Families paying more money for children’s EpiPens
An item that could save your child’s life just got more expensive.
In 2008, a two pack of EpiPens, a portable device that can stop a potentially life-threatening allergic reactions, was around $100. Now, families tell me they’re spending more than $500 for the same pack.
Mallery Fowler teaches kindergarten at Fancy Farm Elementary School In Kentucky. This year, she has her 5-year-old son, Miles, in her class. Like a lot of kids, Miles is allergic to peanuts.
"I think it’s scary, because you don’t ever know if this is the time that his throat will close up or that he wont be able to breathe," says Fowler.
Fowler says that’s she always keeps two EpiPens in Miles’ backpack. In years past, she would buy extra to keep at home and at his grandmother’s house. This year, she didn’t because the price of two EpiPens was more than $500, and they expire after one year.
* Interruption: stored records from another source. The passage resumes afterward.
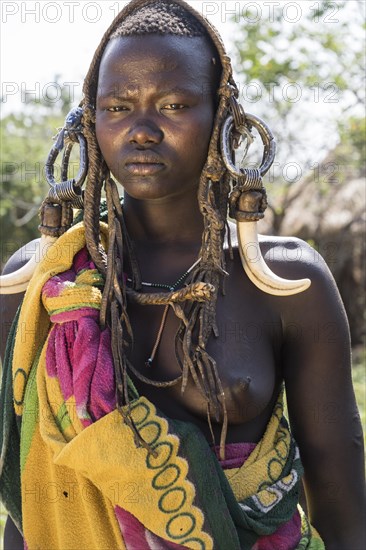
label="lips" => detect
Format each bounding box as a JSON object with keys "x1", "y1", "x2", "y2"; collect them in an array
[{"x1": 125, "y1": 152, "x2": 165, "y2": 176}]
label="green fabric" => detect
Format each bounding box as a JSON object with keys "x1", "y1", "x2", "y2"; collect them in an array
[{"x1": 0, "y1": 306, "x2": 22, "y2": 530}]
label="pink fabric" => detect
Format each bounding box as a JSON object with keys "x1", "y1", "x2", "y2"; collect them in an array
[
  {"x1": 213, "y1": 443, "x2": 256, "y2": 470},
  {"x1": 41, "y1": 249, "x2": 301, "y2": 550},
  {"x1": 43, "y1": 249, "x2": 115, "y2": 427},
  {"x1": 252, "y1": 510, "x2": 301, "y2": 550}
]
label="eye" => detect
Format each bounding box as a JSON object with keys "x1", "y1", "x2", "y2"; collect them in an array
[
  {"x1": 162, "y1": 103, "x2": 188, "y2": 111},
  {"x1": 105, "y1": 105, "x2": 129, "y2": 113}
]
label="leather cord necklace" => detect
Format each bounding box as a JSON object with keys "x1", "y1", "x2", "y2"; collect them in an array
[{"x1": 127, "y1": 258, "x2": 201, "y2": 368}]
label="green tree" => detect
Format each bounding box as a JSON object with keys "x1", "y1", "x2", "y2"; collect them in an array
[
  {"x1": 233, "y1": 0, "x2": 365, "y2": 232},
  {"x1": 0, "y1": 76, "x2": 71, "y2": 267}
]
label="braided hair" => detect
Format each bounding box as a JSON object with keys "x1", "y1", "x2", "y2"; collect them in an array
[{"x1": 83, "y1": 0, "x2": 237, "y2": 457}]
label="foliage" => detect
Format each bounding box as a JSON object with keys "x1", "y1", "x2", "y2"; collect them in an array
[
  {"x1": 233, "y1": 0, "x2": 365, "y2": 231},
  {"x1": 0, "y1": 77, "x2": 70, "y2": 272}
]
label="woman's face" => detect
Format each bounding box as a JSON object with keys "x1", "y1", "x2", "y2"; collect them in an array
[{"x1": 96, "y1": 35, "x2": 216, "y2": 203}]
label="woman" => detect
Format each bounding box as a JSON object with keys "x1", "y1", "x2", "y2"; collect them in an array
[{"x1": 1, "y1": 0, "x2": 365, "y2": 549}]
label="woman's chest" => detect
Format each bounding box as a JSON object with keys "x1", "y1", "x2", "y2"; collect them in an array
[{"x1": 129, "y1": 273, "x2": 282, "y2": 441}]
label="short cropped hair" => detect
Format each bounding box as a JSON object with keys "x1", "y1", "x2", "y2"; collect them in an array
[{"x1": 111, "y1": 1, "x2": 208, "y2": 39}]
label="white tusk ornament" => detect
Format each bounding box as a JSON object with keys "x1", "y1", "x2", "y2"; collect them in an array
[
  {"x1": 220, "y1": 108, "x2": 311, "y2": 296},
  {"x1": 237, "y1": 221, "x2": 311, "y2": 296},
  {"x1": 0, "y1": 235, "x2": 57, "y2": 294}
]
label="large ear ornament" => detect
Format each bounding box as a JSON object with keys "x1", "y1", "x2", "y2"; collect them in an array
[
  {"x1": 0, "y1": 107, "x2": 88, "y2": 294},
  {"x1": 220, "y1": 98, "x2": 311, "y2": 296}
]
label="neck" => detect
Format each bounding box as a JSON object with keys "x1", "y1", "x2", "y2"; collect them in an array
[{"x1": 123, "y1": 189, "x2": 203, "y2": 246}]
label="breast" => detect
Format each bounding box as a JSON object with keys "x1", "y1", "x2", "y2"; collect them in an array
[{"x1": 129, "y1": 254, "x2": 282, "y2": 441}]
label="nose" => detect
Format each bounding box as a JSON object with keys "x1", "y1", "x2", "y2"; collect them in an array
[{"x1": 128, "y1": 120, "x2": 164, "y2": 146}]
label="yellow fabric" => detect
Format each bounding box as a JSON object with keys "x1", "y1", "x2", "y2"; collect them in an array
[
  {"x1": 22, "y1": 360, "x2": 213, "y2": 550},
  {"x1": 13, "y1": 222, "x2": 108, "y2": 415},
  {"x1": 225, "y1": 395, "x2": 297, "y2": 509}
]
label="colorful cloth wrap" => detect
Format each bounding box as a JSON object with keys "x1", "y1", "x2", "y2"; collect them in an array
[{"x1": 0, "y1": 223, "x2": 324, "y2": 550}]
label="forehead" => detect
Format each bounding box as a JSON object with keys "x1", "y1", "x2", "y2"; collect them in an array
[{"x1": 98, "y1": 35, "x2": 215, "y2": 94}]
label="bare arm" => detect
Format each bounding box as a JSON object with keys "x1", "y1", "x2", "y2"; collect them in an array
[{"x1": 283, "y1": 243, "x2": 366, "y2": 550}]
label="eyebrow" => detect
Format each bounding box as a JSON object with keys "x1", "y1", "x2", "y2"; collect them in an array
[{"x1": 98, "y1": 86, "x2": 202, "y2": 100}]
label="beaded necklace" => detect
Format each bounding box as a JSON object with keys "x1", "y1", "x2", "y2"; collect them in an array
[{"x1": 127, "y1": 258, "x2": 201, "y2": 367}]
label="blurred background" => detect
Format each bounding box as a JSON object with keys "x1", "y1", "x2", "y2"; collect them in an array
[{"x1": 0, "y1": 0, "x2": 366, "y2": 540}]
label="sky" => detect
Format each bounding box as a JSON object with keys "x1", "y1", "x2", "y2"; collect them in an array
[
  {"x1": 0, "y1": 0, "x2": 239, "y2": 116},
  {"x1": 0, "y1": 0, "x2": 366, "y2": 172},
  {"x1": 0, "y1": 0, "x2": 363, "y2": 116}
]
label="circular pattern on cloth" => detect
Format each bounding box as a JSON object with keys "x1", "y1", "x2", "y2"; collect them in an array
[
  {"x1": 275, "y1": 438, "x2": 288, "y2": 460},
  {"x1": 146, "y1": 441, "x2": 173, "y2": 470},
  {"x1": 158, "y1": 487, "x2": 187, "y2": 514},
  {"x1": 152, "y1": 464, "x2": 180, "y2": 489},
  {"x1": 131, "y1": 402, "x2": 150, "y2": 426},
  {"x1": 166, "y1": 512, "x2": 196, "y2": 540},
  {"x1": 181, "y1": 537, "x2": 206, "y2": 550},
  {"x1": 139, "y1": 420, "x2": 161, "y2": 446}
]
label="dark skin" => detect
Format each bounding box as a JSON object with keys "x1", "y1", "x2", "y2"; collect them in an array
[{"x1": 2, "y1": 36, "x2": 366, "y2": 550}]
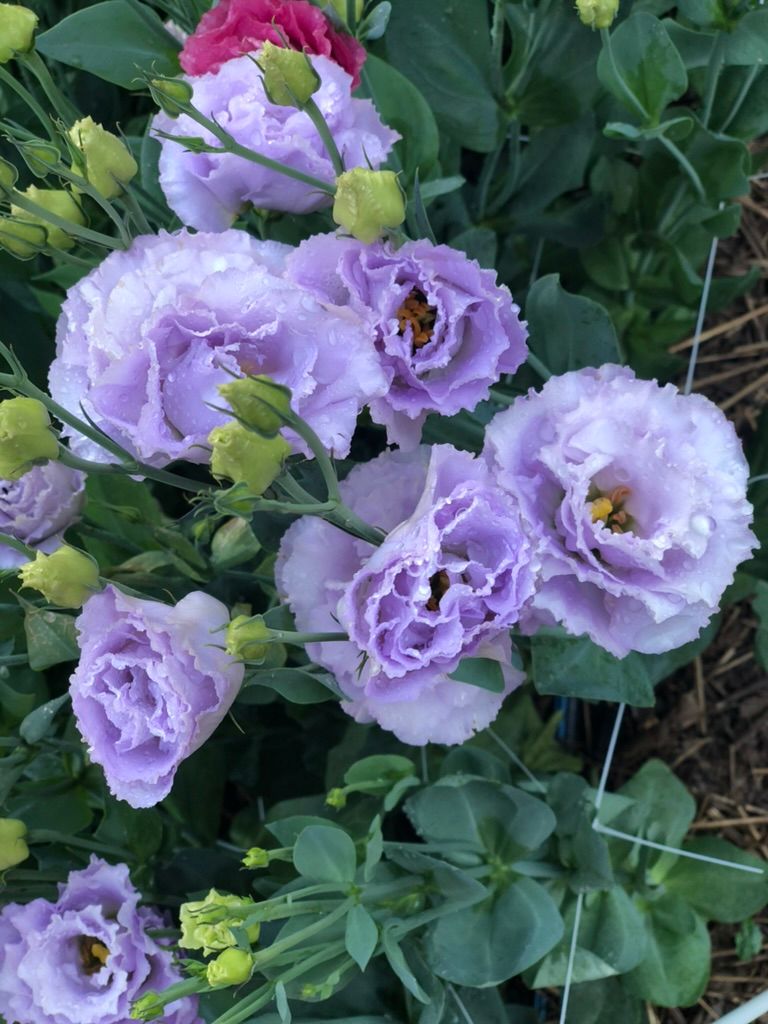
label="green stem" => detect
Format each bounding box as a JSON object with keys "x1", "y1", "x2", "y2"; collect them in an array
[{"x1": 301, "y1": 96, "x2": 344, "y2": 177}]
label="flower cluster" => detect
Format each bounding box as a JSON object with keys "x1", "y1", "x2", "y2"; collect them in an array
[{"x1": 0, "y1": 857, "x2": 199, "y2": 1024}]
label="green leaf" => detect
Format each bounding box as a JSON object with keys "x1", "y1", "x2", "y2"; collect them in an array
[
  {"x1": 24, "y1": 608, "x2": 80, "y2": 672},
  {"x1": 664, "y1": 838, "x2": 768, "y2": 924},
  {"x1": 525, "y1": 273, "x2": 621, "y2": 375},
  {"x1": 597, "y1": 11, "x2": 688, "y2": 125},
  {"x1": 426, "y1": 878, "x2": 563, "y2": 988},
  {"x1": 293, "y1": 825, "x2": 357, "y2": 887},
  {"x1": 36, "y1": 0, "x2": 180, "y2": 89},
  {"x1": 625, "y1": 893, "x2": 711, "y2": 1007},
  {"x1": 449, "y1": 657, "x2": 504, "y2": 693},
  {"x1": 530, "y1": 630, "x2": 653, "y2": 708},
  {"x1": 344, "y1": 903, "x2": 379, "y2": 971}
]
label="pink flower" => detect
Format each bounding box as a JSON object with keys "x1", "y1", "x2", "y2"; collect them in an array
[{"x1": 180, "y1": 0, "x2": 366, "y2": 89}]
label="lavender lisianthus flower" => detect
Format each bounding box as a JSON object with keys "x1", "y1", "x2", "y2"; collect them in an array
[
  {"x1": 286, "y1": 234, "x2": 527, "y2": 447},
  {"x1": 275, "y1": 445, "x2": 536, "y2": 744},
  {"x1": 484, "y1": 366, "x2": 756, "y2": 657},
  {"x1": 153, "y1": 53, "x2": 399, "y2": 231},
  {"x1": 71, "y1": 586, "x2": 245, "y2": 807},
  {"x1": 0, "y1": 462, "x2": 85, "y2": 569},
  {"x1": 0, "y1": 856, "x2": 199, "y2": 1024},
  {"x1": 50, "y1": 228, "x2": 386, "y2": 466}
]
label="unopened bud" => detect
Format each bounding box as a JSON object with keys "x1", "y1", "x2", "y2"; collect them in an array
[
  {"x1": 256, "y1": 42, "x2": 321, "y2": 108},
  {"x1": 0, "y1": 3, "x2": 38, "y2": 63},
  {"x1": 10, "y1": 185, "x2": 85, "y2": 249},
  {"x1": 70, "y1": 118, "x2": 138, "y2": 199},
  {"x1": 208, "y1": 421, "x2": 291, "y2": 496},
  {"x1": 577, "y1": 0, "x2": 618, "y2": 29},
  {"x1": 0, "y1": 818, "x2": 30, "y2": 871},
  {"x1": 333, "y1": 167, "x2": 406, "y2": 245},
  {"x1": 206, "y1": 949, "x2": 253, "y2": 988},
  {"x1": 18, "y1": 544, "x2": 100, "y2": 608},
  {"x1": 219, "y1": 377, "x2": 291, "y2": 437},
  {"x1": 0, "y1": 397, "x2": 58, "y2": 480}
]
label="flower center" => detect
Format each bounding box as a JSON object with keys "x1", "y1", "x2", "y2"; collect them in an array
[
  {"x1": 396, "y1": 288, "x2": 437, "y2": 352},
  {"x1": 427, "y1": 569, "x2": 451, "y2": 611},
  {"x1": 78, "y1": 935, "x2": 110, "y2": 974},
  {"x1": 590, "y1": 486, "x2": 632, "y2": 534}
]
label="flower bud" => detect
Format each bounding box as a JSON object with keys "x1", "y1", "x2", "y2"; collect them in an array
[
  {"x1": 0, "y1": 398, "x2": 58, "y2": 480},
  {"x1": 18, "y1": 544, "x2": 100, "y2": 608},
  {"x1": 577, "y1": 0, "x2": 618, "y2": 29},
  {"x1": 333, "y1": 167, "x2": 406, "y2": 245},
  {"x1": 219, "y1": 377, "x2": 291, "y2": 437},
  {"x1": 206, "y1": 949, "x2": 253, "y2": 988},
  {"x1": 208, "y1": 420, "x2": 291, "y2": 496},
  {"x1": 0, "y1": 217, "x2": 48, "y2": 260},
  {"x1": 226, "y1": 615, "x2": 272, "y2": 662},
  {"x1": 70, "y1": 118, "x2": 138, "y2": 199},
  {"x1": 0, "y1": 3, "x2": 38, "y2": 63},
  {"x1": 256, "y1": 42, "x2": 319, "y2": 108},
  {"x1": 0, "y1": 818, "x2": 30, "y2": 871},
  {"x1": 10, "y1": 185, "x2": 85, "y2": 249}
]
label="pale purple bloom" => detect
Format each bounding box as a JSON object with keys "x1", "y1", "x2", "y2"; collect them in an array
[
  {"x1": 287, "y1": 234, "x2": 527, "y2": 447},
  {"x1": 0, "y1": 856, "x2": 199, "y2": 1024},
  {"x1": 50, "y1": 228, "x2": 386, "y2": 466},
  {"x1": 0, "y1": 461, "x2": 85, "y2": 569},
  {"x1": 153, "y1": 53, "x2": 399, "y2": 231},
  {"x1": 485, "y1": 366, "x2": 756, "y2": 657},
  {"x1": 275, "y1": 445, "x2": 537, "y2": 744},
  {"x1": 71, "y1": 586, "x2": 245, "y2": 807}
]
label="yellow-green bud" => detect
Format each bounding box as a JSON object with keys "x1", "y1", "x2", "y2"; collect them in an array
[
  {"x1": 178, "y1": 889, "x2": 260, "y2": 956},
  {"x1": 333, "y1": 167, "x2": 406, "y2": 245},
  {"x1": 208, "y1": 420, "x2": 291, "y2": 495},
  {"x1": 0, "y1": 217, "x2": 48, "y2": 260},
  {"x1": 0, "y1": 818, "x2": 30, "y2": 871},
  {"x1": 0, "y1": 398, "x2": 58, "y2": 480},
  {"x1": 577, "y1": 0, "x2": 618, "y2": 29},
  {"x1": 226, "y1": 615, "x2": 272, "y2": 662},
  {"x1": 10, "y1": 185, "x2": 85, "y2": 249},
  {"x1": 257, "y1": 41, "x2": 319, "y2": 106},
  {"x1": 243, "y1": 846, "x2": 269, "y2": 869},
  {"x1": 206, "y1": 949, "x2": 253, "y2": 988},
  {"x1": 18, "y1": 544, "x2": 100, "y2": 608},
  {"x1": 0, "y1": 3, "x2": 38, "y2": 63},
  {"x1": 219, "y1": 377, "x2": 291, "y2": 437},
  {"x1": 70, "y1": 118, "x2": 138, "y2": 199}
]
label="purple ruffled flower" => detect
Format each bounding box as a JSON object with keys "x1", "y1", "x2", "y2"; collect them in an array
[
  {"x1": 50, "y1": 228, "x2": 386, "y2": 466},
  {"x1": 71, "y1": 586, "x2": 245, "y2": 807},
  {"x1": 286, "y1": 234, "x2": 527, "y2": 447},
  {"x1": 153, "y1": 53, "x2": 400, "y2": 231},
  {"x1": 0, "y1": 462, "x2": 85, "y2": 569},
  {"x1": 485, "y1": 366, "x2": 756, "y2": 657},
  {"x1": 0, "y1": 857, "x2": 199, "y2": 1024},
  {"x1": 275, "y1": 445, "x2": 536, "y2": 744}
]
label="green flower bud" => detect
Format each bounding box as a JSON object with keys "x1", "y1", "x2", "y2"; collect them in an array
[
  {"x1": 206, "y1": 949, "x2": 253, "y2": 988},
  {"x1": 18, "y1": 544, "x2": 100, "y2": 608},
  {"x1": 219, "y1": 377, "x2": 291, "y2": 437},
  {"x1": 208, "y1": 420, "x2": 291, "y2": 495},
  {"x1": 0, "y1": 398, "x2": 58, "y2": 480},
  {"x1": 226, "y1": 615, "x2": 272, "y2": 662},
  {"x1": 10, "y1": 185, "x2": 85, "y2": 249},
  {"x1": 0, "y1": 3, "x2": 38, "y2": 63},
  {"x1": 0, "y1": 217, "x2": 48, "y2": 260},
  {"x1": 256, "y1": 42, "x2": 319, "y2": 106},
  {"x1": 70, "y1": 118, "x2": 138, "y2": 199},
  {"x1": 333, "y1": 167, "x2": 406, "y2": 245},
  {"x1": 577, "y1": 0, "x2": 618, "y2": 29},
  {"x1": 0, "y1": 818, "x2": 30, "y2": 871},
  {"x1": 150, "y1": 78, "x2": 193, "y2": 118},
  {"x1": 178, "y1": 889, "x2": 260, "y2": 956}
]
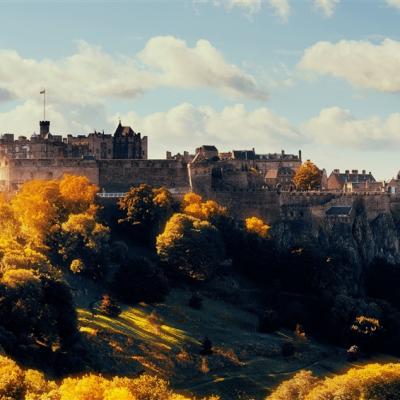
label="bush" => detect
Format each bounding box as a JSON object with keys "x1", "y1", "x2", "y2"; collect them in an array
[
  {"x1": 0, "y1": 269, "x2": 78, "y2": 355},
  {"x1": 258, "y1": 310, "x2": 280, "y2": 333},
  {"x1": 189, "y1": 293, "x2": 203, "y2": 310},
  {"x1": 0, "y1": 356, "x2": 218, "y2": 400},
  {"x1": 156, "y1": 214, "x2": 224, "y2": 281},
  {"x1": 100, "y1": 294, "x2": 121, "y2": 317},
  {"x1": 281, "y1": 342, "x2": 295, "y2": 357},
  {"x1": 267, "y1": 364, "x2": 400, "y2": 400},
  {"x1": 111, "y1": 257, "x2": 169, "y2": 304}
]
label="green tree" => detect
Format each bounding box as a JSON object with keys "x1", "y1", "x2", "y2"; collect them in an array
[
  {"x1": 156, "y1": 214, "x2": 224, "y2": 281},
  {"x1": 118, "y1": 184, "x2": 174, "y2": 240},
  {"x1": 0, "y1": 269, "x2": 78, "y2": 351}
]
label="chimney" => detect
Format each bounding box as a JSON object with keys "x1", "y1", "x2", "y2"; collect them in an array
[{"x1": 40, "y1": 121, "x2": 50, "y2": 136}]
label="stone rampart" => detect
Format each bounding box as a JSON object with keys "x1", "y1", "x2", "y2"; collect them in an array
[{"x1": 97, "y1": 160, "x2": 189, "y2": 192}]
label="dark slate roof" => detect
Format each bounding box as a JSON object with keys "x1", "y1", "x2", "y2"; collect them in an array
[
  {"x1": 114, "y1": 122, "x2": 135, "y2": 136},
  {"x1": 325, "y1": 206, "x2": 352, "y2": 217},
  {"x1": 233, "y1": 150, "x2": 256, "y2": 160},
  {"x1": 331, "y1": 172, "x2": 375, "y2": 184},
  {"x1": 201, "y1": 144, "x2": 218, "y2": 151}
]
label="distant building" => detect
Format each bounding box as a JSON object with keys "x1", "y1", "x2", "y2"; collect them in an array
[
  {"x1": 0, "y1": 121, "x2": 147, "y2": 160},
  {"x1": 326, "y1": 169, "x2": 376, "y2": 191},
  {"x1": 188, "y1": 146, "x2": 301, "y2": 193}
]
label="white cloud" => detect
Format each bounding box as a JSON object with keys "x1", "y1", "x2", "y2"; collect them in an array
[
  {"x1": 301, "y1": 107, "x2": 400, "y2": 150},
  {"x1": 139, "y1": 36, "x2": 267, "y2": 100},
  {"x1": 314, "y1": 0, "x2": 340, "y2": 17},
  {"x1": 386, "y1": 0, "x2": 400, "y2": 9},
  {"x1": 268, "y1": 0, "x2": 291, "y2": 21},
  {"x1": 226, "y1": 0, "x2": 261, "y2": 15},
  {"x1": 299, "y1": 39, "x2": 400, "y2": 92},
  {"x1": 0, "y1": 36, "x2": 267, "y2": 105},
  {"x1": 0, "y1": 100, "x2": 109, "y2": 137},
  {"x1": 111, "y1": 103, "x2": 304, "y2": 156}
]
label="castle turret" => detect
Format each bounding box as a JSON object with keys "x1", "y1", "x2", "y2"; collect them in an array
[{"x1": 40, "y1": 121, "x2": 50, "y2": 137}]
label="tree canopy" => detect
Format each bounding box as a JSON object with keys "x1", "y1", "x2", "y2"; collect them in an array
[
  {"x1": 293, "y1": 160, "x2": 322, "y2": 190},
  {"x1": 156, "y1": 214, "x2": 224, "y2": 280}
]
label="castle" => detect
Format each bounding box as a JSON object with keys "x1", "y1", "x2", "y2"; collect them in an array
[{"x1": 0, "y1": 121, "x2": 301, "y2": 194}]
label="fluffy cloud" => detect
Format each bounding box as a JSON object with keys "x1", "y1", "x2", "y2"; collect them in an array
[
  {"x1": 302, "y1": 107, "x2": 400, "y2": 150},
  {"x1": 386, "y1": 0, "x2": 400, "y2": 9},
  {"x1": 226, "y1": 0, "x2": 261, "y2": 15},
  {"x1": 111, "y1": 103, "x2": 303, "y2": 157},
  {"x1": 299, "y1": 39, "x2": 400, "y2": 92},
  {"x1": 0, "y1": 100, "x2": 108, "y2": 137},
  {"x1": 139, "y1": 36, "x2": 267, "y2": 100},
  {"x1": 314, "y1": 0, "x2": 340, "y2": 17},
  {"x1": 269, "y1": 0, "x2": 291, "y2": 21},
  {"x1": 0, "y1": 36, "x2": 267, "y2": 105}
]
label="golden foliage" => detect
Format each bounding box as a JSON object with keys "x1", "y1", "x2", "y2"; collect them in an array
[
  {"x1": 182, "y1": 192, "x2": 227, "y2": 220},
  {"x1": 244, "y1": 217, "x2": 271, "y2": 238},
  {"x1": 293, "y1": 160, "x2": 322, "y2": 190},
  {"x1": 267, "y1": 371, "x2": 320, "y2": 400},
  {"x1": 267, "y1": 363, "x2": 400, "y2": 400},
  {"x1": 0, "y1": 356, "x2": 218, "y2": 400},
  {"x1": 59, "y1": 174, "x2": 99, "y2": 213},
  {"x1": 11, "y1": 180, "x2": 60, "y2": 245},
  {"x1": 351, "y1": 315, "x2": 382, "y2": 336},
  {"x1": 1, "y1": 269, "x2": 39, "y2": 288}
]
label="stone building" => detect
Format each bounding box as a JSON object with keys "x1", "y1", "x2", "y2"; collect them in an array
[
  {"x1": 326, "y1": 169, "x2": 376, "y2": 191},
  {"x1": 188, "y1": 146, "x2": 301, "y2": 194},
  {"x1": 0, "y1": 121, "x2": 147, "y2": 160}
]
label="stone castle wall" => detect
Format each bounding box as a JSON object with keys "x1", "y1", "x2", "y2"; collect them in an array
[
  {"x1": 98, "y1": 160, "x2": 190, "y2": 192},
  {"x1": 0, "y1": 158, "x2": 99, "y2": 191},
  {"x1": 0, "y1": 158, "x2": 189, "y2": 192}
]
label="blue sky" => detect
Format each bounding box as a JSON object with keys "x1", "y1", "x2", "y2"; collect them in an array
[{"x1": 0, "y1": 0, "x2": 400, "y2": 179}]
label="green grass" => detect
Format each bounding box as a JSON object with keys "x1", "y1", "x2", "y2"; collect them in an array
[{"x1": 73, "y1": 290, "x2": 398, "y2": 400}]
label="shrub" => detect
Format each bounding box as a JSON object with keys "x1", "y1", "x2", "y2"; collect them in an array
[
  {"x1": 245, "y1": 217, "x2": 270, "y2": 238},
  {"x1": 267, "y1": 364, "x2": 400, "y2": 400},
  {"x1": 267, "y1": 371, "x2": 320, "y2": 400},
  {"x1": 281, "y1": 342, "x2": 295, "y2": 357},
  {"x1": 100, "y1": 294, "x2": 121, "y2": 317},
  {"x1": 0, "y1": 270, "x2": 77, "y2": 356},
  {"x1": 258, "y1": 310, "x2": 280, "y2": 333},
  {"x1": 189, "y1": 293, "x2": 203, "y2": 310},
  {"x1": 119, "y1": 184, "x2": 175, "y2": 244},
  {"x1": 156, "y1": 214, "x2": 224, "y2": 281},
  {"x1": 111, "y1": 257, "x2": 169, "y2": 304}
]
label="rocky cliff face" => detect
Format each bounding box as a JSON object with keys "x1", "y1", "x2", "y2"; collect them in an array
[{"x1": 271, "y1": 204, "x2": 400, "y2": 293}]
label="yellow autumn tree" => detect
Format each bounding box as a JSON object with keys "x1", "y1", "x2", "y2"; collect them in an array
[
  {"x1": 59, "y1": 174, "x2": 99, "y2": 213},
  {"x1": 182, "y1": 192, "x2": 228, "y2": 221},
  {"x1": 244, "y1": 217, "x2": 271, "y2": 238},
  {"x1": 11, "y1": 180, "x2": 61, "y2": 247},
  {"x1": 266, "y1": 363, "x2": 400, "y2": 400},
  {"x1": 293, "y1": 160, "x2": 322, "y2": 190},
  {"x1": 11, "y1": 175, "x2": 98, "y2": 247}
]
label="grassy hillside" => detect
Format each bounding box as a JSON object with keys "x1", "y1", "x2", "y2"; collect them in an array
[{"x1": 70, "y1": 286, "x2": 398, "y2": 399}]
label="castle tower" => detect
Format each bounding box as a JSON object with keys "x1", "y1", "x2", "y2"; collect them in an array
[{"x1": 40, "y1": 121, "x2": 50, "y2": 137}]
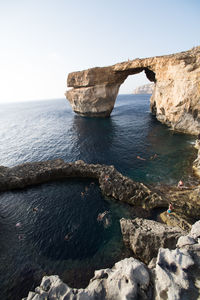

"It’s just a big amount of money," says Fowler. "It’s not what I was expecting to pay, but it’s what I had to pay."
Principal Janet Throgmorton says the school has a few extra EpiPens that the Graves County School District paid for just in case a child has an allergy they didn’t know about.
They are locked away in a cabinet next to prescription EpiPens for students like Miles.
"Ten years ago, we didn’t have an EpiPen in the building, and now we have several," says Throgmorton.
Fowler says she has no choice but to pay the price, because her son needs to have an EpiPen.
Mylan Pharmaceutical is the company that manufactures EpiPens. When I asked why the price had increased, they sent me this lengthy statement:
Mylan has worked tirelessly over the past years advocating for increased anaphylaxis awareness, preparedness and access to treatment for those living with potentially life-threatening (severe) allergies. EpiPen® (epinephrine injection, USP) Auto-Injector provides emergency treatment for anaphylaxis and may provide the critical time needed to seek emergency medical care. Given the unpredictable and life-threatening nature of anaphylaxis, nothing is more costly than failed or no treatment. As such, ensuring access to epinephrine – the only first-line treatment – is a core part of our mission.
With changes in the healthcare insurance landscape, an increasing number of people and families are enrolled in high deductible health plans, and deductible amounts continue to rise. This shift, along with other insurance landscape changes, has presented new challenges for consumers, and they are bearing more of the cost. This change to the industry is not an easy challenge to address, but we recognize the need and are committed to working with customers and payors to find solutions to meet the needs of the patients and families we serve.